This means that, in many jurisdictions, money becomes a proxy for risk. Those who can afford to make bail buy their way out of jail, while those who can’t remain locked up. We have seen time and again the results of this flawed system. People who pose significant public safety risks are able to post bail and go on to commit other crimes. And low-level, nonviolent, and often minority defendants who are unlikely to commit a new crime are kept behind bars. This benefits no one and doesn’t make us safer. In addition, research shows that even a short stay in jail can have negative consequences for individuals, families, and communities. It can cause a person to lose a job, housing, and even custody of his or her children. Faced with these pressures, pretrial defendants often plead to crimes they may not have committed just so they can get back to work and their families.

Clearly this system is broken. Money bail does not answer what should be the dispositive questions at the time of arraignment: Will the defendant, if released pending trial, show up for court on his or her designated date? And will he or she commit a crime if released during this period?

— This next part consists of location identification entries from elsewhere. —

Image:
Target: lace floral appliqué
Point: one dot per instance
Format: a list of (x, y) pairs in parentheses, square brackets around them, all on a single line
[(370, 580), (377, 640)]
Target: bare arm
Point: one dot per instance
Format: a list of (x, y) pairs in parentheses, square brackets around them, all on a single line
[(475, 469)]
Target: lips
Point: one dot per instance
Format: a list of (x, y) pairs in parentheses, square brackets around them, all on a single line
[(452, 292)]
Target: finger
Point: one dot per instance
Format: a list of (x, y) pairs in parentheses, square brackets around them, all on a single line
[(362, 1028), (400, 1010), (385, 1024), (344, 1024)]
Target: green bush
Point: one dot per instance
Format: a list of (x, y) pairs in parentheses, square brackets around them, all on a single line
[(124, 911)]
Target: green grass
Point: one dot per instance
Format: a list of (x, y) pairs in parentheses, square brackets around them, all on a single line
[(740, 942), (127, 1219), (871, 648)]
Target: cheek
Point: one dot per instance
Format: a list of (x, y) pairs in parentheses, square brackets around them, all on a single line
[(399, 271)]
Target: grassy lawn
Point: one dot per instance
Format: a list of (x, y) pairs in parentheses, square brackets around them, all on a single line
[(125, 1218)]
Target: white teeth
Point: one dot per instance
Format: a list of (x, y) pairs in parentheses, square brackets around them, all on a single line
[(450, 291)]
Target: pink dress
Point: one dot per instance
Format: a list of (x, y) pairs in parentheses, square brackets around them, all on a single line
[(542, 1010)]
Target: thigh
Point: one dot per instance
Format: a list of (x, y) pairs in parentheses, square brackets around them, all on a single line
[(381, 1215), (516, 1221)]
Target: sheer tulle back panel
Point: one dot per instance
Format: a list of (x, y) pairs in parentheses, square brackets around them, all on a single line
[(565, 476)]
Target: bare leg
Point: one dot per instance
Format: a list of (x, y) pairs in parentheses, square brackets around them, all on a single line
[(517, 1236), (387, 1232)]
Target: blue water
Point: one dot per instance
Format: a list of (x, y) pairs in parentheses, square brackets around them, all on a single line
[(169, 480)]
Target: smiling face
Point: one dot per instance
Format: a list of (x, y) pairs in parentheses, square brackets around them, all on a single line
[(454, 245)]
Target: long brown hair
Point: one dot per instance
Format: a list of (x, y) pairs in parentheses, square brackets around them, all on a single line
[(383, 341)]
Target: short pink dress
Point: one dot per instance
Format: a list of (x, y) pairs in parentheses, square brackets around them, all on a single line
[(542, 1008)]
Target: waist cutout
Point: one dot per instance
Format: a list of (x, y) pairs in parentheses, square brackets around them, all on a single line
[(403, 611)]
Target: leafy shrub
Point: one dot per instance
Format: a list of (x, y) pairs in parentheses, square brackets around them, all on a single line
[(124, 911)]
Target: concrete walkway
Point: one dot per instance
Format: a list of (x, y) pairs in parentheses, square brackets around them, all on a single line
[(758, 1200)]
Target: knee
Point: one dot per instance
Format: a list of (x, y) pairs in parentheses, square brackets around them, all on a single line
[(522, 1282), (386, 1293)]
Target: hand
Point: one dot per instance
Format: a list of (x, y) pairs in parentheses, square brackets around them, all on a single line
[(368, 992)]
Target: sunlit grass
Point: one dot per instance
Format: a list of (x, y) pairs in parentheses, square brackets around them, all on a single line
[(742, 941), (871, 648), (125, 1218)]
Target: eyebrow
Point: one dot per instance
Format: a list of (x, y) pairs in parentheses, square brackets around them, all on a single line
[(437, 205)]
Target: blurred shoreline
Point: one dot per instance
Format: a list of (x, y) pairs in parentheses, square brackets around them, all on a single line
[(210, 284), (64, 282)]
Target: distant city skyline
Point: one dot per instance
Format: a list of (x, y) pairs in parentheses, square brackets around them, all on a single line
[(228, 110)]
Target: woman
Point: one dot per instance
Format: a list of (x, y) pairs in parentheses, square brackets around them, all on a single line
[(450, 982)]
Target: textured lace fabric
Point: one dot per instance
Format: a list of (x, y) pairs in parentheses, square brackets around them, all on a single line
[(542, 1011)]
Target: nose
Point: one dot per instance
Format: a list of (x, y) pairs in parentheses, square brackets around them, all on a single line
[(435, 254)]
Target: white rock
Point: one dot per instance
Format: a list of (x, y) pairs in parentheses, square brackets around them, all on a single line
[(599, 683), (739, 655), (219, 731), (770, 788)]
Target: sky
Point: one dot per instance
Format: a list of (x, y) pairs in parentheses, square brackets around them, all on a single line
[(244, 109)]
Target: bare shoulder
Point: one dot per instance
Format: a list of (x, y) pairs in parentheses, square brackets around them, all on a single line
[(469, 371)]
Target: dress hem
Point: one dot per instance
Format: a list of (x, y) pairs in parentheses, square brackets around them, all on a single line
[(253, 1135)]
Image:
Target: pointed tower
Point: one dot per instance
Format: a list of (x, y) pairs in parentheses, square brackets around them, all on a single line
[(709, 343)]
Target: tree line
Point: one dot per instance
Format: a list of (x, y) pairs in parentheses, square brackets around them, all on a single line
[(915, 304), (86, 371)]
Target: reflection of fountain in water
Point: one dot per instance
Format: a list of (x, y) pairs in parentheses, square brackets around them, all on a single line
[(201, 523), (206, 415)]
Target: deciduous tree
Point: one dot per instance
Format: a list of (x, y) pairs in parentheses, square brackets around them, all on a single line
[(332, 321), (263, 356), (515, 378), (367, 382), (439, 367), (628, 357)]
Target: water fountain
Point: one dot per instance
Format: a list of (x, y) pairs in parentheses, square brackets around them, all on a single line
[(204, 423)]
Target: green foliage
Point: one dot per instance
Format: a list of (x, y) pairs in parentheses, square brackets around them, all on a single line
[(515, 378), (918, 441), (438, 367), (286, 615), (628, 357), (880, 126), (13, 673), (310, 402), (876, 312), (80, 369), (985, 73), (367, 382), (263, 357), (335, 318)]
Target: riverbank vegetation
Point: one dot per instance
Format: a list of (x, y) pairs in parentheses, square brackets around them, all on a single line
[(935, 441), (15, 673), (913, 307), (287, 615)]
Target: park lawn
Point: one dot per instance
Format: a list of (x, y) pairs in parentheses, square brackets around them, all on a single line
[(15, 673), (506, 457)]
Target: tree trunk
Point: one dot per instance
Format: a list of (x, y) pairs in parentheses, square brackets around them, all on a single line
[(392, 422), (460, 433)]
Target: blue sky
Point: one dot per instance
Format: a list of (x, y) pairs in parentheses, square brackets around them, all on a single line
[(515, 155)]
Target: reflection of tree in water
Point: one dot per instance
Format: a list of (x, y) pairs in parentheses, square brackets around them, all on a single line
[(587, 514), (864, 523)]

Our Public Safety Assessment (PSA) is an effort to help protect communities and make the system fairer. It is a research-based, data-driven pretrial risk assessment tool that provides judges with objective information about the likelihood that a defendant will commit a new crime or will fail to return to court. The tool uses nine factors pulled from the administrative record to produce those two risk scores and flag defendants who pose an elevated risk of committing a violent crime. We developed the PSA after conducting extensive research. A team under the direction of two leading researchers in the pretrial field analyzed 750,000 cases from more than 300 jurisdictions to identify the factors that were most predictive of (1) failure to appear, (2) criminal activity, and (3) violence. These factors include a defendant’s age, current charge, and key aspects of a person’s criminal history. The PSA does not take into account race, gender, employment status, level of education, or history of substance use. We have publicly released the complete list of PSA factors and the tool’s algorithm. Anyone is able to see how the risk factors are weighted and how the risk scores are calculated. Judges can consider the PSA report for each defendant when deciding whether a person should be released or detained, but maintain their full judicial discretion in all cases.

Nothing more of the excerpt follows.